Background: Patients with sickle cell disease (SCD) have just one recognized curative therapy option hematopoietic stem cell transplantation (HSCT), which results in a long-lasting improvement in the clinical phenotype. Here, we assessed the effectiveness of HSCT in treating children with SCD by a systematic review and meta-analysis. Methods: Up until January 2024, a comprehensive search was done using Web of Science, CINAHL, Embase, Google Scholar, Cochrane Library, PubMed/Medline, and Embase. Two reviewers worked separately to extract the data, and Newcastle-Ottawa Quality Assessment tool was used to assess the research's quality.
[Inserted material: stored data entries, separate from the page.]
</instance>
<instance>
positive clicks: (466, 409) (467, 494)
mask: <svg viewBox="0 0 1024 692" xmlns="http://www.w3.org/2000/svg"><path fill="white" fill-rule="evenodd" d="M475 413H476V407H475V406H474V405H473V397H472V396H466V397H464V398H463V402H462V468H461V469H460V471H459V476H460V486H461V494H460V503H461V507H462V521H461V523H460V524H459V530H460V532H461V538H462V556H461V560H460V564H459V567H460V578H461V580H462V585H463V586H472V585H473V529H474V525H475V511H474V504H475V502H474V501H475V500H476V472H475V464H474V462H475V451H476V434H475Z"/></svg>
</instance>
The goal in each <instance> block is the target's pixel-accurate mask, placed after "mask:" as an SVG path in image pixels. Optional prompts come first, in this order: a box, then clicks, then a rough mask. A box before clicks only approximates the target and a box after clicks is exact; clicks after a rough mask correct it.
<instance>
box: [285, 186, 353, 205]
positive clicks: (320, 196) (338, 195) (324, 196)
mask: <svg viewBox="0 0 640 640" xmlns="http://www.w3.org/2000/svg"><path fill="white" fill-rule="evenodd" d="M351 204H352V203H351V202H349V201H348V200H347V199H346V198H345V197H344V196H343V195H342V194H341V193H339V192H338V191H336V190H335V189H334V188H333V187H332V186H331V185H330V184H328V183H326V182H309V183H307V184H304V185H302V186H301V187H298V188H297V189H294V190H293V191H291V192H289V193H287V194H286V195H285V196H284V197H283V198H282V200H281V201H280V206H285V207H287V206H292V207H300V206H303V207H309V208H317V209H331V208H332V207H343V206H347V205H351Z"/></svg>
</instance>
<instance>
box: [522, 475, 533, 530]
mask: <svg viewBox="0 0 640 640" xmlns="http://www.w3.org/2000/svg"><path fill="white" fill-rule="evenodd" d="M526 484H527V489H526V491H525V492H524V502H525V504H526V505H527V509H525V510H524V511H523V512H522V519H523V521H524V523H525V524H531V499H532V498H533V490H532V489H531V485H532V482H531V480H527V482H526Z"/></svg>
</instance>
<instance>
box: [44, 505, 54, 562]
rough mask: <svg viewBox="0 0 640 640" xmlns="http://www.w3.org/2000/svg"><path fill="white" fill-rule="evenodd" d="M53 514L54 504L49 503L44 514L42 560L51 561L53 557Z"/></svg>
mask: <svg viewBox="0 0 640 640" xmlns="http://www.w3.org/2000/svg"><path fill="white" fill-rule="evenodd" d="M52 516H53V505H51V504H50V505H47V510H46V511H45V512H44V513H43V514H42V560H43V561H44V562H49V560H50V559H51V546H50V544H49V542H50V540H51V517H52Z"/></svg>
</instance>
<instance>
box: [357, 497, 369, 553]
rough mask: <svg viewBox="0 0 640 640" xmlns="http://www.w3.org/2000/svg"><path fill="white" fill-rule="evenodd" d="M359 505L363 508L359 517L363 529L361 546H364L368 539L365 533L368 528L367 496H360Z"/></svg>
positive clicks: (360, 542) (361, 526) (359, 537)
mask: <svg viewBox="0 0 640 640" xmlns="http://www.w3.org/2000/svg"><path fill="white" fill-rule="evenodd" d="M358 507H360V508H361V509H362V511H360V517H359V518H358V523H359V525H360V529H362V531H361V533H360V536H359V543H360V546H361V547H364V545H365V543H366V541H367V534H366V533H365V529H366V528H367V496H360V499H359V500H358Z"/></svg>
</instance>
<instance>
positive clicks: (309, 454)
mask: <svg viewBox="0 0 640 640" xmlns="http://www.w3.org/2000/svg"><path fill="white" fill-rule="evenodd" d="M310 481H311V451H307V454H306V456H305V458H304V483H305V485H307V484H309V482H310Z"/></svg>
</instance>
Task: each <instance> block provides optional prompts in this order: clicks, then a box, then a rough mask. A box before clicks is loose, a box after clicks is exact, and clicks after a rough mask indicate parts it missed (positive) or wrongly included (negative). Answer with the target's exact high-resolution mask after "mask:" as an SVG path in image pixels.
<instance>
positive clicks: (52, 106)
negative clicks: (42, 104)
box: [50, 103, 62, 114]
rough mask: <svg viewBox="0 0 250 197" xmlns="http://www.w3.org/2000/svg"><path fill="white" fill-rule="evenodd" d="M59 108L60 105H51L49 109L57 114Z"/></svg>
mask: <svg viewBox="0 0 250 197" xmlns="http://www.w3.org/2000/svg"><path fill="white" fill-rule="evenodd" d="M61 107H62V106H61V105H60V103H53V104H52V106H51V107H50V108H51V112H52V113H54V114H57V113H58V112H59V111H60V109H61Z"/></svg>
The outcomes analyzed were Overall survival (OS), event-free survival (EFS), graft failure (GF) and mortality. Results: Nineteen papers satisfied our inclusion requirements and were assessed to be of fair quality. The pooled rate of OS was high (92%; 95% CI 90.3%-93.5%). Similar finding was detected for EFS (85.8%; 95% CI 83.7%-87.7%). In the other hand, pooled rates of GF and mortality were 6.9% (95% CI 5.3%-8.9%) and 7.4% (95% CI 5%-10.7%), respectively. A significant publication bias was detected for OS, EFS and GF outcomes. Subgroups analysis showed that study design was the major source of heterogeneity. Conclusion: Our results show that HSCT is effective and safe, with pooled survival rates above 90%. It is important to assess innovative tactics in light of the alarming GF and mortality rates.